A despecho de la caída del Muro de Berlín y los acontecimientos que le siguieron en Europa y el resto del mundo, el léxico de la guerra fría domina todavía el debate, insustancial por cierto, en el ámbito latinoamericano. Parecería que lo ocurrido cuando el témpano ideológico que se derritió con la desaparición de la Unión Soviética no ha sido entendido como tampoco las transformaciones capitalistas que han hecho de China la segunda potencia económica.
Los controles constriñen la vida de los ciudadanos en países como Venezuela y Cuba y el dominio de la economía por sus gobiernos las achican provocando brutales escaseces y alzas de precio que hacen allí la vida insufrible. La experiencia china no les ha servido de nada.
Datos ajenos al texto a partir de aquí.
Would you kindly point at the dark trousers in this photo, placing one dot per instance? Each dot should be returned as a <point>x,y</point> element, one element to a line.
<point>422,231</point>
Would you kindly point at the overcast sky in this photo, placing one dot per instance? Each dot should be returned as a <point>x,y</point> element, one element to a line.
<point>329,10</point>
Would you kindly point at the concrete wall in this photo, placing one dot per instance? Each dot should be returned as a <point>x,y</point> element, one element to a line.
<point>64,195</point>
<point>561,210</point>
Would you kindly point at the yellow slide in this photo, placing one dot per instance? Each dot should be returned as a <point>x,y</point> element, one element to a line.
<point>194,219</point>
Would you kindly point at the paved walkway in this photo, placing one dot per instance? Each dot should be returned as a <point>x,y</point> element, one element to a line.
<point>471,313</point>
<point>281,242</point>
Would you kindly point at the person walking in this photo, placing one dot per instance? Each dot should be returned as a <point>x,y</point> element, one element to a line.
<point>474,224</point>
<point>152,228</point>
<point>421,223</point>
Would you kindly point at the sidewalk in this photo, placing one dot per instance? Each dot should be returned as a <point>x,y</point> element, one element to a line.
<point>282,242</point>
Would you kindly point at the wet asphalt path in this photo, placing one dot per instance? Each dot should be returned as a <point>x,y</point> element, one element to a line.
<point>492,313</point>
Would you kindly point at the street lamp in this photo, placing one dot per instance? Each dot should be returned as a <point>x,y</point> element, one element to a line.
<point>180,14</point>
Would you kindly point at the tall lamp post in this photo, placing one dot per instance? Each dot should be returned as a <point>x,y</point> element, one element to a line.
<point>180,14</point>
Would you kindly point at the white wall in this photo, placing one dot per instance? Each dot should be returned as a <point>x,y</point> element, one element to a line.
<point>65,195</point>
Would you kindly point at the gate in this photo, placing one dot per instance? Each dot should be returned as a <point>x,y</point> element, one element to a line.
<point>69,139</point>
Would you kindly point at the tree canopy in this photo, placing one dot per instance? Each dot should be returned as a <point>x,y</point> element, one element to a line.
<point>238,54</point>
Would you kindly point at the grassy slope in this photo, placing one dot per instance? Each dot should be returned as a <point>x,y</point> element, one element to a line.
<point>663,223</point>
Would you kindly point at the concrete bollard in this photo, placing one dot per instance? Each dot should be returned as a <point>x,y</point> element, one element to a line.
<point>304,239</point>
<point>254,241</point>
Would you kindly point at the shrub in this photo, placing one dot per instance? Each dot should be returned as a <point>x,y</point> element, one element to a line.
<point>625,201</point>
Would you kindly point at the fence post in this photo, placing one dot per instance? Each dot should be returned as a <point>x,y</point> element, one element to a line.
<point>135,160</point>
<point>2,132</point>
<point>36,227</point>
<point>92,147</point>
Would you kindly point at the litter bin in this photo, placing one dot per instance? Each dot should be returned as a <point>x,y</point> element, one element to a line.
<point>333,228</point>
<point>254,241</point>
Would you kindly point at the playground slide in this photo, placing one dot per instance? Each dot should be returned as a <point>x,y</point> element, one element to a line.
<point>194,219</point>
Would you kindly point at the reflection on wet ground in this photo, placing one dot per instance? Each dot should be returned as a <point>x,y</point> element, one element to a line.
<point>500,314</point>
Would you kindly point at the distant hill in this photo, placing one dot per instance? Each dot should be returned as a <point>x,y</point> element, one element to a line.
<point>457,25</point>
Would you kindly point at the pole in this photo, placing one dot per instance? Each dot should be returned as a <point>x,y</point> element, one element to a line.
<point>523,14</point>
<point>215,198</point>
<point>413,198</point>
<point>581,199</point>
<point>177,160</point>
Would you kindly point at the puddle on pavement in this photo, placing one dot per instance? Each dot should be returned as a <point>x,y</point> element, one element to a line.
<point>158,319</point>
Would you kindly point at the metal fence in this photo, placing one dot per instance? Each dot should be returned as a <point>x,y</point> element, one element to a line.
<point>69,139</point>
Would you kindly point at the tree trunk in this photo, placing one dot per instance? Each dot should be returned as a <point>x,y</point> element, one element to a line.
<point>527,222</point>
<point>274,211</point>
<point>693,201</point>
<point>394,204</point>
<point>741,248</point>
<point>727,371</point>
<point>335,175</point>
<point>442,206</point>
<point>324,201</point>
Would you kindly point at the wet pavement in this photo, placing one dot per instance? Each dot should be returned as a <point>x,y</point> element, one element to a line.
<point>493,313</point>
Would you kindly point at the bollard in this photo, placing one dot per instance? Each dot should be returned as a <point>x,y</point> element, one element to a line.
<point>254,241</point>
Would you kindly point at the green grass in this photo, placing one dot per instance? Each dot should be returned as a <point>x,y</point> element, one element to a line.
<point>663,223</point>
Cuando Deng reconoció que una teoría lanzada a mediados del siglo XIX no podía tener respuestas a los problemas de la China de finales del siglo XX, el entierro del marxismo permitió a esa gran nación de cientos de millones de habitantes dar el salto cualitativo que Mao intentó sin éxito en medio de un charco de sangre haciendo más pobre a China. Hay más millonarios hoy en el país asiático que en cualquiera del Primer Mundo, incluyendo Estados Unidos.
La tozudez de los tiranos cubanos les ha impedido a sus ciudadanos alcanzar un nivel de bienestar material aun después de 57 años de revolución, permitiéndosele apenas instalar un ventorrillo o un pequeño salón de belleza en hogares compartidos. La burguesía, todavía dicen, perpetúa la desigualdad, que ellos fomentan, como si se tratara de una clase. Víctor Hugo ya lo decía: “La burguesía no es más que la parte satisfecha del pueblo. El burgués es el hombre que ahora tiene tiempo de sentarse y una silla no es una casta”.
La guerra fría heló a quienes creyeron llegada la oportunidad para cambiar al hombre, consiguiendo hacerlo más pobre y triste. Es la realidad que se vive en el Tercer Mundo. La esperanza que murió con los Castro y los Chávez.